A SENSIBILIDADE
A sensibilidade exacerbada do artista é a sua grande dádiva; mas, acima de tudo, é movido pela capacidade de emocionar e de ser emocionado, seja pela beleza das artes, seja pela beleza das manifestações cósmicas. De maneira intensa, busca interagir com a beleza de tudo o que o cerca; não só o beneficia no momento de produzir obras de valor incomensurável, como também dá condições e possibilidades (ao mesmo tempo em que leva adiante uma verdade pessoal vivida com toda a paixão) de desocultar aquilo que há muito tempo foi negligenciado pelas trevas da dormência espiritual.
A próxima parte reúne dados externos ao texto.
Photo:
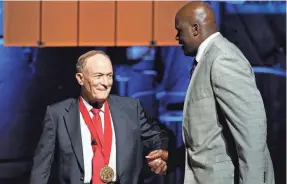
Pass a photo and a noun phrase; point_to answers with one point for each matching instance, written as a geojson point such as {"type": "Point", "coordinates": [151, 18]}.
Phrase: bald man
{"type": "Point", "coordinates": [224, 121]}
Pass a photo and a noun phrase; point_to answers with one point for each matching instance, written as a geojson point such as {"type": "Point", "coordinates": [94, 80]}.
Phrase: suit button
{"type": "Point", "coordinates": [82, 178]}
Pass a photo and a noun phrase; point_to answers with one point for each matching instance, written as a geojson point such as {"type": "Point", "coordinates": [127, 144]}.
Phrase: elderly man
{"type": "Point", "coordinates": [98, 138]}
{"type": "Point", "coordinates": [224, 122]}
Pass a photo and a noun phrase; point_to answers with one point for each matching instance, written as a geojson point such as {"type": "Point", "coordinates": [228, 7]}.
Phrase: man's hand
{"type": "Point", "coordinates": [157, 161]}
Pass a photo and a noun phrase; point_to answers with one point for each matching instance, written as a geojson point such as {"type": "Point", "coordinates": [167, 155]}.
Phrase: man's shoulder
{"type": "Point", "coordinates": [224, 48]}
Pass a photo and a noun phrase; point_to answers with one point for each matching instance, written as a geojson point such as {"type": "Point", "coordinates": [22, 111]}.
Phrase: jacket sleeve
{"type": "Point", "coordinates": [242, 105]}
{"type": "Point", "coordinates": [44, 154]}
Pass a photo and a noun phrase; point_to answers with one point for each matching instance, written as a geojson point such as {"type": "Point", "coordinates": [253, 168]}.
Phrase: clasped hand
{"type": "Point", "coordinates": [157, 161]}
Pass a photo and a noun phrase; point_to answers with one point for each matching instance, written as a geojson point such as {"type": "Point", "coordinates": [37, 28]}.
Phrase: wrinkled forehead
{"type": "Point", "coordinates": [99, 63]}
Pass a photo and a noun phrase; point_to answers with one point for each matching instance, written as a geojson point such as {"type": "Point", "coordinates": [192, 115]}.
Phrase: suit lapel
{"type": "Point", "coordinates": [72, 121]}
{"type": "Point", "coordinates": [120, 129]}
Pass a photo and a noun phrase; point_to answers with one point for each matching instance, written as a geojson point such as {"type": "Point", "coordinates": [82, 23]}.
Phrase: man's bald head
{"type": "Point", "coordinates": [194, 22]}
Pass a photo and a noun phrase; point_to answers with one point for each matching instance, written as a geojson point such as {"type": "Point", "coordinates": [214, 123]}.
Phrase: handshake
{"type": "Point", "coordinates": [157, 161]}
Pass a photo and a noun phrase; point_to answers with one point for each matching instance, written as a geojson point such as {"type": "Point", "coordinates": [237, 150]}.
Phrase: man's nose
{"type": "Point", "coordinates": [104, 81]}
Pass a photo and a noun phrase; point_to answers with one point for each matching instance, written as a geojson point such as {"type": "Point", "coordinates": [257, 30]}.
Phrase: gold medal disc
{"type": "Point", "coordinates": [107, 174]}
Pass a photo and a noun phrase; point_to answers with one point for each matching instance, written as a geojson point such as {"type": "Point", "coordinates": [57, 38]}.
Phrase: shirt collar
{"type": "Point", "coordinates": [203, 46]}
{"type": "Point", "coordinates": [89, 107]}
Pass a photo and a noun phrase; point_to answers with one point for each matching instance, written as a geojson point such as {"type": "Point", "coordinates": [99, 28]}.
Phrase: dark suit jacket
{"type": "Point", "coordinates": [61, 141]}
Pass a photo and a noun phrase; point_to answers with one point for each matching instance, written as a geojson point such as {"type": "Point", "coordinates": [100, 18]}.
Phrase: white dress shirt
{"type": "Point", "coordinates": [87, 147]}
{"type": "Point", "coordinates": [203, 46]}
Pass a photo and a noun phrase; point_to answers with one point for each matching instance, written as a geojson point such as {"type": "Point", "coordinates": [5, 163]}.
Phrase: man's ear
{"type": "Point", "coordinates": [195, 29]}
{"type": "Point", "coordinates": [80, 78]}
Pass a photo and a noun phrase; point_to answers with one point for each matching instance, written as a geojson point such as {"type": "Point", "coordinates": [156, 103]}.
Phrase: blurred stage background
{"type": "Point", "coordinates": [32, 78]}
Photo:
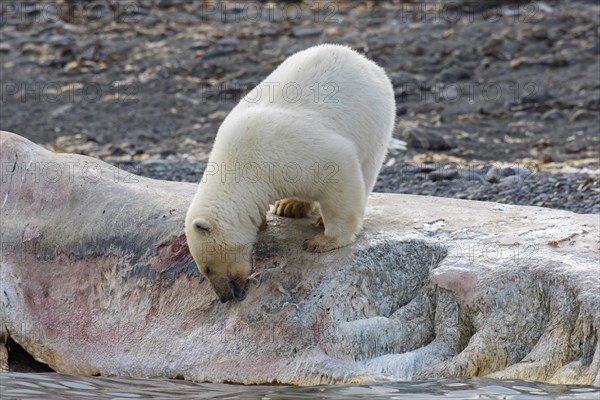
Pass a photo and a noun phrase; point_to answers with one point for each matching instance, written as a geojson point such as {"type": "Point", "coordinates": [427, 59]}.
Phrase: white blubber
{"type": "Point", "coordinates": [312, 135]}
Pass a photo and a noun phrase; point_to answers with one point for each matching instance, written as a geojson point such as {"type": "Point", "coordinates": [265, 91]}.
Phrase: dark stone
{"type": "Point", "coordinates": [553, 115]}
{"type": "Point", "coordinates": [306, 31]}
{"type": "Point", "coordinates": [426, 138]}
{"type": "Point", "coordinates": [454, 74]}
{"type": "Point", "coordinates": [444, 174]}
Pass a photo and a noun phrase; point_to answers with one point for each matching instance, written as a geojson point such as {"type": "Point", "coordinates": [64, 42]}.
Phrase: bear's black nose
{"type": "Point", "coordinates": [238, 292]}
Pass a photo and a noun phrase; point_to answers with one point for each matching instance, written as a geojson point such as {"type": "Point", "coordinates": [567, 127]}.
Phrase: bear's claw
{"type": "Point", "coordinates": [291, 208]}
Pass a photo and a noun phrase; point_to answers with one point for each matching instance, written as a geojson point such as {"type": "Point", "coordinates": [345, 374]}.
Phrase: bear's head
{"type": "Point", "coordinates": [222, 259]}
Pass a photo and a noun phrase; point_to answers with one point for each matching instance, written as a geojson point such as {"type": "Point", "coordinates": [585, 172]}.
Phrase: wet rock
{"type": "Point", "coordinates": [419, 137]}
{"type": "Point", "coordinates": [512, 180]}
{"type": "Point", "coordinates": [553, 115]}
{"type": "Point", "coordinates": [580, 115]}
{"type": "Point", "coordinates": [228, 42]}
{"type": "Point", "coordinates": [200, 44]}
{"type": "Point", "coordinates": [444, 174]}
{"type": "Point", "coordinates": [454, 74]}
{"type": "Point", "coordinates": [305, 31]}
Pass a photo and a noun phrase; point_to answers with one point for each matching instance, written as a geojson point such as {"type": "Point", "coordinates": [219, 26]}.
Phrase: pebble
{"type": "Point", "coordinates": [454, 74]}
{"type": "Point", "coordinates": [228, 42]}
{"type": "Point", "coordinates": [581, 115]}
{"type": "Point", "coordinates": [306, 31]}
{"type": "Point", "coordinates": [425, 138]}
{"type": "Point", "coordinates": [553, 115]}
{"type": "Point", "coordinates": [444, 174]}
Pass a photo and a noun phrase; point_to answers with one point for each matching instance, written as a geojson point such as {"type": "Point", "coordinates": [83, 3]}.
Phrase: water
{"type": "Point", "coordinates": [16, 385]}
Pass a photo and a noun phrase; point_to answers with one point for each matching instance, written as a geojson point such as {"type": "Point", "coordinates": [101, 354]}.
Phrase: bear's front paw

São os homens inconformados com as mazelas histórico-sociais, aqueles que sabem discorrer ou pintar um panorama sobre o contexto de um era marca pela inautenticidade e pela letargia generalizada. Tamanha sensibilidade de espírito nos tempos de grandes calamidades, pode resultar numa produção artística e intelectual de grande envergadura.
Nietzche, filósofo alemão, acerca dos grandes pensadores e dos homens dotados de profundo senso crítico, expressa de maneira belissima essas ideias: ''São os tempos de grande perigo em que aparecem os filósofos.Então, quando a roda rola com sempre mais rapidez, eles e a arte tomam lugar nos mitos em extinção.Mas projetam-se muito à frente, pois só muito devagar a atenção dos contemporâneos para eles se volta.Um povo consciente de seus perigos gera um gênio''. Sem dúvidas, um gênio (não somente os filósofos, mas também os cientistas, os artistas e os poetas) sempre estão a frente de seu tempo, pois souberam mais do que ninguém perceber coisas que poucos se atentaram.
A força do artista, como mostrei, está em sua sensibilidade. Esta é a condição de todos os homens de grande capacidade intelectual e de criação. A arte é uma habilidade de fazer transcender as percepções da alma, enquanto a força da sensibilidade é um tesouro que, junto com a riqueza das experiências vividas intensamente, impulsiona os grandes artistas para um mergulho profundo na existência dos homens em sociedade (sendo esta muitas vezes marcada pela banalidade e pela alienação).
Pela sensibilidade, podemos alçar voos distantes e duradouros em torno da condição que a sociedade impôs para os indivíduos, uma sociedade do qual muitos precisam viver na clandestinidade se quiserem desfrutar de um mínimo de dignidade; enquanto a integridade só pode ser conquistada através de uma força de vontade reservada para poucos.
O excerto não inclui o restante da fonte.